From this diagram, we find that 4 neighbors have class label 1 and 1 neighbor has class label 0, so the KNN classifier predicts [0, 0] has class label 1.

It’s not recommended to use KNN in cases of unbalanced dataset, as the algorithm will almost always classify new samples into the majority class

An interesting question is: what’s the relationship between the value of $K$ and the complexity of KNN?

The answer is that the smaller the $K$ is, the more complex the model becomes, making it more prone to overfitting.

Looking at it the other way around: when $K$ is at its maximum, equal to the total number of samples ($N$), any new samples will always be classified as the majority class in the dataset. This kind of model is obviously overly simplistic.

Yes. Because the KNN relies on the distance measurement. If the feature vector comes in vastly different scales, the feature with larger numerical values will dominate the distance calculation.

Yes. In the classification settings, the KNN classifier uses a voting method to decide the class label. If we apply KNN to the regression problem, the prediction can be modeled as the weighted sum of $K$ neighbors’s value.
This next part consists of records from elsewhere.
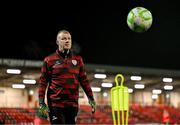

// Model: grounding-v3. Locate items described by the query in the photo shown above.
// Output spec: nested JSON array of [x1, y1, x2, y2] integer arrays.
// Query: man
[[39, 30, 96, 124]]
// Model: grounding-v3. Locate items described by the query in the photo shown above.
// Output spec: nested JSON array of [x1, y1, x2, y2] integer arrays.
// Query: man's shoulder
[[73, 55, 82, 60], [44, 52, 57, 61]]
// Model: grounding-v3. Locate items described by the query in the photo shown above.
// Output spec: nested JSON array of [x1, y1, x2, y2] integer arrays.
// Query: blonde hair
[[57, 30, 70, 37]]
A naive KNN algorithm uses voting to decide the class label of a new sample. In such a setting, each neighbor has the same contribution to the final prediction. One possible improvement may be to change the contribution of each label by its distance to a new sample. An intuition is: the closer a neighbor is, the more the neighbor contributes. A commonly used weighting schema is $1/d$ where $d$ is the distance to the new sample.